# Felix-is-not-Klein conjecture

**Biradical numbers** are those numbers that are obtained recursively from *1* by addition *x+y* , multiplication *x.y* , negativation* -x* , reciprocation *1/x *for *x* not *0* and biradication *sr(x)* of nonnegative numbers, meaning square root (contrary to the Bavarian notation of the included publications here conventional notation is used for functions).

**Felix-numbers** are the biradical numbers inside the interval from *-1* to *1* (without the limits).
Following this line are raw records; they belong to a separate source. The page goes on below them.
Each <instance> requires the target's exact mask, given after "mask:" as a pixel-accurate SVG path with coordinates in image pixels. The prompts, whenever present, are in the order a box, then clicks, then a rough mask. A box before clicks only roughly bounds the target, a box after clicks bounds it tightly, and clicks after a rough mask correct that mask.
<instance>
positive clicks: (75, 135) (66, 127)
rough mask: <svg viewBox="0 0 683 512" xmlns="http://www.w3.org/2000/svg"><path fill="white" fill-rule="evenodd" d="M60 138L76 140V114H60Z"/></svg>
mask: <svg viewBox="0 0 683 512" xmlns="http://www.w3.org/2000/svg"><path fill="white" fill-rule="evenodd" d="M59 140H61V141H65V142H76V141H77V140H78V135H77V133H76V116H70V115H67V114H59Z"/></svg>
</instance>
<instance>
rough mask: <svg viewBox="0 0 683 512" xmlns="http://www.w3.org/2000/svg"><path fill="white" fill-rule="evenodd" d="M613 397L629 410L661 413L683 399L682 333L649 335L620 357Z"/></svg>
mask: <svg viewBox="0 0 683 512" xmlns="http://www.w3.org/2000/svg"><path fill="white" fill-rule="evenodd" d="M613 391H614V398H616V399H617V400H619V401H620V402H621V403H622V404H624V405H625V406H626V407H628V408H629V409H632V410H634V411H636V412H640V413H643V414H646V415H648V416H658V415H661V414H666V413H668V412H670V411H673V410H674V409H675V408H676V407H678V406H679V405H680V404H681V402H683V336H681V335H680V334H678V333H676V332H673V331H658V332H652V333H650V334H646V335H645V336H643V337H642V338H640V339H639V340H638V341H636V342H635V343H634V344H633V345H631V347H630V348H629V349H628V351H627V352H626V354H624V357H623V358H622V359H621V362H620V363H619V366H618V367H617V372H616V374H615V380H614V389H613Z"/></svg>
**Klein-numbers** are constructed on the basis of the Euclidean Klein-model of Lobachevsky geometry. Klein-numbers are biradical numbers that are obtained recursively:

starting from *sr(2sr(2)-2) *by successive application of

annition *(x+y)/(1+x.y)*

menition *-x*

evition * x.y/(y+z)* where *(x.x+y.y)<1* and not *y+z=0*

riation *sr(x.x+y.y-x.x.y.y*)

clarition *sr((x.x-y.y)/(1-y.y)*) where not* x.x<y.y *

jacition *(1-sr((1-y.y.(1-x.x))/(1-z.z)))/x* where not *x=0* , else equal *0*

Klein-numbers lie inside the interval from *-1* to *1* (without the limits) by construction.

Klein-numbers are Felix-numbers.

**Conjecture: not all Felix-numbers are Klein-numbers**

It looks quite obvious, however, a proof is needed. It is sufficient to show that* 1/2* is not a Klein-number. If you have a proof, please contact the author !

With two Felix-numbers as coordinates one gets the points of the Felix-circle

With two Klein-numbers as coordinates one gets the points of the Klein-circle.